The AED checks for what is called a shockable rhythm in the heart. If it detects one, it will give an automatic electric shock, which momentarily stops the heart and allows it to reset to its normal rhythm.

The machine does this automatically, and most machines will administer the shock without operator input, however with some machines, you will be prompted to press a button to administer the shock.

When should I use an AED?

You should use an AED whenever you suspect someone is having a sudden cardiac arrest (ie they are unresponsive and nor breathing normally). It will only work if the patient needs it so you should not hesitate to use it.

Can I make things worse by using an AED?

Absolutely not. The system will check the condition of the patient and will only operate if it can help. You cannot shock a healthy patient and you cannot cause any harm by using the machine. However, if you don’t use it, the patient could die.

How quickly should the AED be used?

The AED should be used as soon as possible, as the chances of survival fall away rapidly with every minute that passes. After three minutes, there is a 70% chance of survival, but this drops to just 50% after five minutes and a mere 20% after eight minutes.

What should I do first in a cardiac arrest?

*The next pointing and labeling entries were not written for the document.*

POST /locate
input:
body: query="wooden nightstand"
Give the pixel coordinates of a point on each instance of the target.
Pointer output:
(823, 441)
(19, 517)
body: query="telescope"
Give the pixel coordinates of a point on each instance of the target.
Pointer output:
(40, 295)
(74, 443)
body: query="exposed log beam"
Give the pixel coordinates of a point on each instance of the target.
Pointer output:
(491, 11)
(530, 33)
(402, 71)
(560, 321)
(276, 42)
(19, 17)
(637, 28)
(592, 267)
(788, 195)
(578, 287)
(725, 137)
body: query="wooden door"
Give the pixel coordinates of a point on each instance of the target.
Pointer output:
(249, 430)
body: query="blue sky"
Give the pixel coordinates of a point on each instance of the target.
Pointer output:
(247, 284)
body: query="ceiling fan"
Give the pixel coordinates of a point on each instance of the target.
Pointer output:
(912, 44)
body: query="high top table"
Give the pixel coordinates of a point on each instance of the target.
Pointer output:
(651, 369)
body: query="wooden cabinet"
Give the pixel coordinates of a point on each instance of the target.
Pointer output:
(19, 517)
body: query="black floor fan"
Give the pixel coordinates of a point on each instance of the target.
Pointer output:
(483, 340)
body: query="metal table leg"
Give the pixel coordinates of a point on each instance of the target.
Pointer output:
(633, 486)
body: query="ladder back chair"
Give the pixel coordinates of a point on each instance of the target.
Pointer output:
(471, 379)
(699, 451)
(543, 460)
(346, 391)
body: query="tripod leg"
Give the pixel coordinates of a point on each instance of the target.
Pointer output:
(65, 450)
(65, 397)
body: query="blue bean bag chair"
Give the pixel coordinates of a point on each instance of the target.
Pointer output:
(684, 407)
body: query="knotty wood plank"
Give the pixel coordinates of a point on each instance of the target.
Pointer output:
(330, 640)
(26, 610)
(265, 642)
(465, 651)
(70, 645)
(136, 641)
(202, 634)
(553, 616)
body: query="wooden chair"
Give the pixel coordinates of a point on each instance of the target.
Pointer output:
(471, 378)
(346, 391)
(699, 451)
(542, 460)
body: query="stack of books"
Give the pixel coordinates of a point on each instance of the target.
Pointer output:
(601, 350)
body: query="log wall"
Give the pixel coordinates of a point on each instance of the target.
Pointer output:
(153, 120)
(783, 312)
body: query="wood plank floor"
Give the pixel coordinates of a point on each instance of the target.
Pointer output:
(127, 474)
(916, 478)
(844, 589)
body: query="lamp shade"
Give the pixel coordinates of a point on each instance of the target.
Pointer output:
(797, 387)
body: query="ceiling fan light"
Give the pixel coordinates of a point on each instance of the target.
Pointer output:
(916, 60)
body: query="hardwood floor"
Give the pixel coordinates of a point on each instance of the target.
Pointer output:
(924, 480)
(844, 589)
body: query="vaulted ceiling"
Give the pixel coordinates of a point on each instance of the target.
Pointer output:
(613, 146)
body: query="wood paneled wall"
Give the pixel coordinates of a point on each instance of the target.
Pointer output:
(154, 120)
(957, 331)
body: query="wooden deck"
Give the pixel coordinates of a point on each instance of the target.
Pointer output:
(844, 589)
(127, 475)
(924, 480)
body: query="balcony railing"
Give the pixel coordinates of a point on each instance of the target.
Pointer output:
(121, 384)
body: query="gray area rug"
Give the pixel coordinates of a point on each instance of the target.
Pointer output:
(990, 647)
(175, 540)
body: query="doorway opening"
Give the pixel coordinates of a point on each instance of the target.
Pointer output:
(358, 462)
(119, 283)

The first priority is to get someone to call the emergency services. You should then use the AED as quickly as possible. If there are people around to help, get them to retrieve the AED while you start CPR. If not, retrieve the AED as quickly as possible yourself.

Do I need to be trained to use an AED?

As the name suggests, the AED is an automated machine that can be used by anyone, with or without formal training. The machine will walk you, step by step, through the procedure with simple audio or on-screen instructions. You should never let a lack of training stop you from using an AED. Remember, you cannot do any harm, but you could save a life.